Tanzania’s increased exports in the region included vegetable, tea, fruits and various food items, as well as sisal sacks, plastic bags, cotton and coal, the minister said in his presentation of budget estimates for his ministry for the 2016/2017 financial year.
Meanwhile, HILDA MHAGAMA reports that as Tanzania Communications Regulatory Authority (TCRA) switched off counterfeit mobile phones yesterday, the government has incurred annual loss of more than six billion/- because of fake goods.
Presenting the research findings on the state of counterfeit goods in Tanzania, Compol Associates Limited Managing Director, Ms Ellis De Bruijn, said they conducted in depth case study on two different manufacturers and found that they have suffered loss of market share to counterfeiters.

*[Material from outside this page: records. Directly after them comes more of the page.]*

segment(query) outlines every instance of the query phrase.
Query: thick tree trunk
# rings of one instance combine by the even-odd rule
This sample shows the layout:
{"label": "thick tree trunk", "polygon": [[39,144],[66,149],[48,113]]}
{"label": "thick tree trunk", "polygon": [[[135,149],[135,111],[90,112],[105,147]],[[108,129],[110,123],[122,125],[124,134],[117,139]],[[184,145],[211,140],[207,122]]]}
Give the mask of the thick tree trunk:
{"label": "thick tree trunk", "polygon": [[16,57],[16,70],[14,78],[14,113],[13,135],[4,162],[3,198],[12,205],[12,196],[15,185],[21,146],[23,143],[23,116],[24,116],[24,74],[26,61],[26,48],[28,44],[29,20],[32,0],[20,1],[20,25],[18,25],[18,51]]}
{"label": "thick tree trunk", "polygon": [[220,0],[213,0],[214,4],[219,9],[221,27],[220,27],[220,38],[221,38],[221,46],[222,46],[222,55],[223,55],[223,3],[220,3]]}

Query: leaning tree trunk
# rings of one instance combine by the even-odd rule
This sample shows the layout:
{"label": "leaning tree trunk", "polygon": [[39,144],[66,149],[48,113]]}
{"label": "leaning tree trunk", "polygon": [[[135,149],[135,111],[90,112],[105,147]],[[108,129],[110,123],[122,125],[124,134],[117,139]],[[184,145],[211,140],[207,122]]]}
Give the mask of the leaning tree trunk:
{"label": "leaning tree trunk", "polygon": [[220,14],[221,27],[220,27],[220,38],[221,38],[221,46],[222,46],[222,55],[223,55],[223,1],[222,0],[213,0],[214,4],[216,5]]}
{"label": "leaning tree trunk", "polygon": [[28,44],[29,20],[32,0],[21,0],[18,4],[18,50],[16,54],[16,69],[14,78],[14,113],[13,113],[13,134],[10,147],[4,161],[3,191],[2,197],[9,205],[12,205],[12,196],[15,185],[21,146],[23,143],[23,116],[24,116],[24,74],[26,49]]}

“Measures taken by the government do not appear to be curtailing the increase of counterfeits in the economy resulting to loss between five to ten per cent in tax revenues,” she noted in her presentations during the Confederation of Tanzania Industries (CTI) stakeholders’ meeting.
She said the effects of the counterfeit trade on the government of Tanzania lead to a loss of tax revenue, employment and a loss of foreign direct investment.
Ms Bruijin pointed out that if the companies would not have suffered from the counterfeiting of their brand they would have been able to invest further and develop their business by building bigger factories and create direct employment.
Expounding further, she noted that due to the related health and safety risks connected to counterfeit products, there has been a growing disappointment amongst Tanzanians as the government did not do more to curb the illicit trade.
According to CTI, counterfeiting in Tanzania has grown by at least 32 per cent as an educated estimate in 2008 would put counterfeit products at 18 per cent of Tanzania’s merchandise trade.
On the recommendations she said consumer education through a nationwide awareness campaign explaining the difference between a counterfeit and a substandard product should be prepared as through the research they have found that many consumers cannot differentiate the two.
She said the campaign should also focus on effects counterfeit trade has on consumers which creates false economy and the Tanzanian economy as a whole. An economist from Mzumbe University, Professor Honest Ngowi, commented that counterfeit products were a big and growing challenge in the country in which about 50 per cent of goods in the market were likely to be counterfeits.
Prof Ngowi said counterfeit goods posed a major setback in the country’s economy, including less investments and related benefits, which led to loss of faith in the investment climate. “The effects are many and closely related as some genuine dealers are becoming uncompetitive and enterprises may reduce or stop production, sales volume,” he said.
The economist further said in fighting counterfeit products, the Fair Competition Commission (FCC) still has a small workforce and they have no regional offices. He said FCC only has eight staff instead of 50 who cannot contain the problem which seems to increase each day.
Prof Ngowi said brand owners must be more involved and should cooperate in fighting counterfeits by investigating where their products are counterfeited. On long-term recommendations regarding the situation in the country, he said the fight against the counterfeit trade should remain within the criminal law.
The laws and fines were not sufficiently punitive; courts should be able to impose sanctions with strong deterrent measures. “Continuous efforts should be directed within the East African Community (EAC) towards the inception of an APEX Law for the Community,” he said.
As of March, this year, TCRA statistics showed that there were approximately 39.5 million mobile phone subscribers, with 13 per cent owning counterfeit phones.